The Known Issue & Workaround
Not everything works as planned. I thought that after creating the above formula and activating the Process, it would work perfectly! But, alas, this is another “known issue” with Process Builder and flow. Thankfully, there is a workaround.
First, before showing the workaround, be sure that you check out Salesforce’s Know Issues page. Doing a simple Google search may also result in the answer you’re looking for (as it did with this use case). If the issue is impacting you or your customers, be sure to indicate that and you’ll be alerted when there are updates to the issue.
Click here to view the known issue for this specific use case.
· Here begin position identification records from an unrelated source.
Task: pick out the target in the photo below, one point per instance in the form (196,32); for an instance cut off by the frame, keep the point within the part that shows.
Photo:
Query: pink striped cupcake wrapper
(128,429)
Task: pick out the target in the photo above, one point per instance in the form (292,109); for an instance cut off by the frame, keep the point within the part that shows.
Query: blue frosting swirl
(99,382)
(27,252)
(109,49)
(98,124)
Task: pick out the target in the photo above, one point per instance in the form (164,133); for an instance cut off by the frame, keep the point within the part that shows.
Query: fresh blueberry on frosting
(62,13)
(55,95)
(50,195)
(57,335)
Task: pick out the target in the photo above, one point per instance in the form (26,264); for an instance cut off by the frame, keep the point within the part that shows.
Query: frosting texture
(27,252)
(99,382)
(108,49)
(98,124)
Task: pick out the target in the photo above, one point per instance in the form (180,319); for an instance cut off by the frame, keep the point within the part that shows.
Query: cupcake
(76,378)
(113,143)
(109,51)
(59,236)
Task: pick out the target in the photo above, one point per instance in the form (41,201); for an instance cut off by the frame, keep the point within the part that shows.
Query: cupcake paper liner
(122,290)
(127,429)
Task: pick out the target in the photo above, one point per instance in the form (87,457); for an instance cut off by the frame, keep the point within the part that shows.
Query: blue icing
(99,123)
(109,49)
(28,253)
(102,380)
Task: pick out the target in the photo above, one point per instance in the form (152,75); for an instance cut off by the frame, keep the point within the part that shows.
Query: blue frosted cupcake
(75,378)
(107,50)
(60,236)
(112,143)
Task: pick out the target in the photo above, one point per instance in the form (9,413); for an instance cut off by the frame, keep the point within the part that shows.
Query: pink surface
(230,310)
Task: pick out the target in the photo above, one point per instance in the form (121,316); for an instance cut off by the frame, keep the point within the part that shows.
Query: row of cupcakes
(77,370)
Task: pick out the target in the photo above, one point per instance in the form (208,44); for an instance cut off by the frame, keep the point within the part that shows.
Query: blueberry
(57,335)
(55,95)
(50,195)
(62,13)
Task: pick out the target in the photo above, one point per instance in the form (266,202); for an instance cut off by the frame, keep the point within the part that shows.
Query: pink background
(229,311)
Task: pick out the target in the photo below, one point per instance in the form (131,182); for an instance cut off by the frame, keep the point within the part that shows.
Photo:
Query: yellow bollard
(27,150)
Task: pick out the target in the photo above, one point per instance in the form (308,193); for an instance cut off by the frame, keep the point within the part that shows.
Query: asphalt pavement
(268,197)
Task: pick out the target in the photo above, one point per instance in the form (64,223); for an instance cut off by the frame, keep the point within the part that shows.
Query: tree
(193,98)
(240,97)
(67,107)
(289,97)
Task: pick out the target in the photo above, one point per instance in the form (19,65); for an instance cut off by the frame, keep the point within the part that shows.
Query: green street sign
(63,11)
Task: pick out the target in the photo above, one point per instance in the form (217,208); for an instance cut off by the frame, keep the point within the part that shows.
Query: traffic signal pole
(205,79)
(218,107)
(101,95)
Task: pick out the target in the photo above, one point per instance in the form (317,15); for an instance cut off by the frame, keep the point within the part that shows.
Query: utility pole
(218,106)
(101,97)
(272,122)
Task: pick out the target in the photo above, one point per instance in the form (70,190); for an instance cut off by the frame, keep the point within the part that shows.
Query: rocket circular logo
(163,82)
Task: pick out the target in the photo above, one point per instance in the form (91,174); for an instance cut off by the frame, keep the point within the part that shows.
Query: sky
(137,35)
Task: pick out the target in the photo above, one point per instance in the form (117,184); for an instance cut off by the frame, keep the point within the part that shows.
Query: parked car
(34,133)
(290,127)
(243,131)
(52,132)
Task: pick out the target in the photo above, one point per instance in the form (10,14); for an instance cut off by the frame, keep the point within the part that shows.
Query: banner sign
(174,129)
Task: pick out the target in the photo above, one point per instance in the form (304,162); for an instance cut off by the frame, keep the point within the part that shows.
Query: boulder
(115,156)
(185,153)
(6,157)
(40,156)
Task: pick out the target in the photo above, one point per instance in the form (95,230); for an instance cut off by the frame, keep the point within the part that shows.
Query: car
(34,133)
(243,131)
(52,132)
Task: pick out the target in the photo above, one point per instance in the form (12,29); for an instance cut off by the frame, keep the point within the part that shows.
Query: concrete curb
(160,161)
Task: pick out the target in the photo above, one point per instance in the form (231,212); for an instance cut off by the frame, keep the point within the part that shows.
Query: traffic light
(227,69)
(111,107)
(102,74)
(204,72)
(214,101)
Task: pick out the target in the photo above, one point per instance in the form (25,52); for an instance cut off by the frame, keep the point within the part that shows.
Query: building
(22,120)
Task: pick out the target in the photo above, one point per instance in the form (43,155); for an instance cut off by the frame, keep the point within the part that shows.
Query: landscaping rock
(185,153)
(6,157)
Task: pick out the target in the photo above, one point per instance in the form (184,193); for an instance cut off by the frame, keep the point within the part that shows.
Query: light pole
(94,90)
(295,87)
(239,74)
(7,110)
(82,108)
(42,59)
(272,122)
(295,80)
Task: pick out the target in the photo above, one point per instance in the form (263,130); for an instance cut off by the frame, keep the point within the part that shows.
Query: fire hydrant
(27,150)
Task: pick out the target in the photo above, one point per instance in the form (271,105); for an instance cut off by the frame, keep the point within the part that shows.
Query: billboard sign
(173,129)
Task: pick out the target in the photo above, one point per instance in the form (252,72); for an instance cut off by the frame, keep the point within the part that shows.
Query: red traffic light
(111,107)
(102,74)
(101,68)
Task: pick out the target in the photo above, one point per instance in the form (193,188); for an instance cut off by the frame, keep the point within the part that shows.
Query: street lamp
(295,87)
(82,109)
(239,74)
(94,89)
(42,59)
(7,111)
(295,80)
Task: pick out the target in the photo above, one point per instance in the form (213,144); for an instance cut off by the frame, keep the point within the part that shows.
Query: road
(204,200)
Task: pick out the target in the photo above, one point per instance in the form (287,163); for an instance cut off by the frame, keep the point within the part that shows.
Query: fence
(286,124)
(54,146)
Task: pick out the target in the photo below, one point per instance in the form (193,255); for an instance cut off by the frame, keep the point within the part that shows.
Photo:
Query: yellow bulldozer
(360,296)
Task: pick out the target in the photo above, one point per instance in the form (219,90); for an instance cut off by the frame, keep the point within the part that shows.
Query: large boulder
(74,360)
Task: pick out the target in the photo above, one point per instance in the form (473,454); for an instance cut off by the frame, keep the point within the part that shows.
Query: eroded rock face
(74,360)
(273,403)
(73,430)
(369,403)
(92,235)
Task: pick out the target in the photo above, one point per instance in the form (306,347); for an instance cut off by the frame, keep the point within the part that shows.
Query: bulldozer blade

Okay, now for the workaround!
This is actually pretty simple, but it requires creating yet another custom field. However, it is an easy field to create. We’ll create another field, and this one will be called Close Date History. Now you see why we called the first field we created Close Date History Hidden!
However, instead of creating another text area field, Close Date History will be a formula field with an output of Text. The formula is super easy – it’s simply the API name of the Close Date History Hidden field! By referencing the field in a formula, the BR_ENCODED error message disappears and the link breaks are formatted correctly.
One thing to note is that this workaround does not work in Lightning Experience (hence the screenshot from Salesforce Classic above).
Now, we’ll go back and hide the Close Date History Hidden field from view using field level security so that only Salesforce Admins can view the field which will limit confusion.
That’s it! What used to require a developer and some Apex to complete now requires a few minutes and a formula!